From: "Shein, Betty (ISS Southfield)" <bshein () ISS NET>
Date: Wed, 27 Sep 2000 15:27:22 -0400

Okay, since I was once a computer auditor for Big 5 and performed quite a
few SAS70 reviews, I feel I like I can speak on this topic.  I have a few
comments.

1. A SAS70 report is semi-public.  The only people that should be able to
review a company's SAS70 report are those that are using their services.  So
Joe Blow that just wants to request a copy cannot do so.

2. There are 2 types of SAS70 reviews - the most popular type is where you
validate controls over a period of time.  Typically, this is a 6-month to
12-month period.  The 3rd party auditor will re-validate the same controls
many times during the review period.  This prevents the obvious fixing
something before the auditor comes.  The result of positive validation of
controls over a period of time is the official "controls are operating
effectively during the period of review."

3. The SAS70 review requires hard evidence.  If the client controls state
that they have something in place, the third party auditor will ask for
proof multiple times until they are comfortable that the control does exist
and operates effectively.  See #2 above.

4. Controls are not based on some industry best practice that the 3rd party
auditor brings in.  The controls statement/document is the responsibility of
the client.  The client says "we have these controls in place."  This is
very important.  The third party auditor tests, verifies, and validates.

I hope that helps.  I can answer any more questions you may have.

Betty


-----Original Message-----
From: Tom Litney [mailto:Tom.Litney () NET-RELIANCE COM]
Sent: Wednesday, September 27, 2000 12:31 PM
To: PEN-TEST () SECURITYFOCUS COM
Subject: Re: [PEN-TEST] SAS70; the process and merit thereof?


Craig,

   Ok I'll take a stab at this though I'm no expert.  A SAS70 is a public
statement by an independent third party audit firm that states that the
controls someone claims are in place actually are in place.  This gives the
public (or customers) who will never have access to an internal audit the
warm and fuzzies that controls are as they claim.  Therefore, you should
required a SAS70 of anyone you may be planning on doing business with who
has access or control of some of your sensitive data.  But because it is a
public audit, it tends to be high level.  You probably would not want the
results of a pentest to be made public so that is usually never included in
a SAS70 audit.

   Tom

-----Original Message-----
From: Penetration Testers [mailto:PEN-TEST () SECURITYFOCUS COM]On Behalf
Of Craig Anderson
Sent: Tuesday, September 26, 2000 8:32 AM
To: PEN-TEST () SECURITYFOCUS COM
Subject: [PEN-TEST] SAS70; the process and merit thereof?


Helu,

  This is a little off the subject of general penetration testing, but I
think it still falls under the general awareness of the pen-testing crowd.

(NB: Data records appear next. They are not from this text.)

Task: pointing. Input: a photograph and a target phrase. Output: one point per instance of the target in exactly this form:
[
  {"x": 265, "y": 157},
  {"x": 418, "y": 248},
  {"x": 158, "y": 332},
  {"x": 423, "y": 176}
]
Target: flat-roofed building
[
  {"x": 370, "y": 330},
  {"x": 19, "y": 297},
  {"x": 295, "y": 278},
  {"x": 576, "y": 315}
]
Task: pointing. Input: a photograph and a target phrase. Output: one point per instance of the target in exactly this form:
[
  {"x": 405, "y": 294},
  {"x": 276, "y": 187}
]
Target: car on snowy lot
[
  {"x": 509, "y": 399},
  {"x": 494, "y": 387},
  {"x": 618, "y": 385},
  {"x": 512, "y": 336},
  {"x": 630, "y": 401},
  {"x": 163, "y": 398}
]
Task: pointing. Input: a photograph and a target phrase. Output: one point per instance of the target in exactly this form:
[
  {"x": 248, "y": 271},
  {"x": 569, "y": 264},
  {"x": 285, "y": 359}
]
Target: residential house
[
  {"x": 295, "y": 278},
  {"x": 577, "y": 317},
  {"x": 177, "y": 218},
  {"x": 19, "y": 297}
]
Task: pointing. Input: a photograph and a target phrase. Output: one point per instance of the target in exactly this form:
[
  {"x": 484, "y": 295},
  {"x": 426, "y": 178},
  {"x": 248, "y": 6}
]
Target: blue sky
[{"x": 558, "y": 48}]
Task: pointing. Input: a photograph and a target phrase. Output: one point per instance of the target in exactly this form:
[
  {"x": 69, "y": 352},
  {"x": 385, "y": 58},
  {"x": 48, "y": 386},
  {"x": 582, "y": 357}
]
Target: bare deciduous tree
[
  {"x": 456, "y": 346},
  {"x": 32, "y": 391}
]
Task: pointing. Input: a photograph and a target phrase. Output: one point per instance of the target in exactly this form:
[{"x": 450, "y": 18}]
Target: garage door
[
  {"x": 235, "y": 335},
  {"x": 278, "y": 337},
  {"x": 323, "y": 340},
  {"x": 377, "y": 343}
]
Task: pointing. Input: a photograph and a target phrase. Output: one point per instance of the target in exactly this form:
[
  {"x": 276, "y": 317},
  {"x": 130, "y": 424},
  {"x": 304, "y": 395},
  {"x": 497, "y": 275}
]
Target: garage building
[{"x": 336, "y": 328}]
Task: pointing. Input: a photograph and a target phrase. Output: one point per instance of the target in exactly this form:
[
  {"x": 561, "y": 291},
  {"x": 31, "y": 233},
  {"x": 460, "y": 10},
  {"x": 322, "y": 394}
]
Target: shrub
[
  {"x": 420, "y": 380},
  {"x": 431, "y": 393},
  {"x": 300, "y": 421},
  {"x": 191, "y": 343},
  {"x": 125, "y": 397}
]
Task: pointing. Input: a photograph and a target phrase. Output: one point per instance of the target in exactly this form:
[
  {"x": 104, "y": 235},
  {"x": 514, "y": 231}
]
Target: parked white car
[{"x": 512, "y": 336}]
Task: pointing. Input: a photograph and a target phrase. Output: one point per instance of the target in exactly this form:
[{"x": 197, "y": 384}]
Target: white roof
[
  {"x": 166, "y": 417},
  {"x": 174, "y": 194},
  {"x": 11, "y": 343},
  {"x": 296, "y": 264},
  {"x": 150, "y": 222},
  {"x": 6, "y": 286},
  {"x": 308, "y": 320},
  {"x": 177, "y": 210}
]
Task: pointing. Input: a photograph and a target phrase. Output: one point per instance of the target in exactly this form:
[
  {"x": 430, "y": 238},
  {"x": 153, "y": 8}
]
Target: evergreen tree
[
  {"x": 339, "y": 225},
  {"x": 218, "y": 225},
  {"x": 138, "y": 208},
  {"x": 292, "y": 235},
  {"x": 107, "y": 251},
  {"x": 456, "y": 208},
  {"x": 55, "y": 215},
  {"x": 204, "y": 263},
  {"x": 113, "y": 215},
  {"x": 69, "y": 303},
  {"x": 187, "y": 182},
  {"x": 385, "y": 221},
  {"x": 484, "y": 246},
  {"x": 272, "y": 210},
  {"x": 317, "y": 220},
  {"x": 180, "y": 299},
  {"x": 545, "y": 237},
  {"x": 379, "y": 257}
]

  Is anyone familiar with the process of attaining SAS70 certification
( Statements and Accounting Standards ) that is used to 'label' an
infrastructure sufficiently secure to perform online financial
transactions?

  More importantly, is this just another semi-worthless 'stamp' of
approval, ala ICSA ( not to offend anyone.. my opinion though )?

  Also, has anyone been asked to verify the set of requirements this
entails in addition to a penetration test?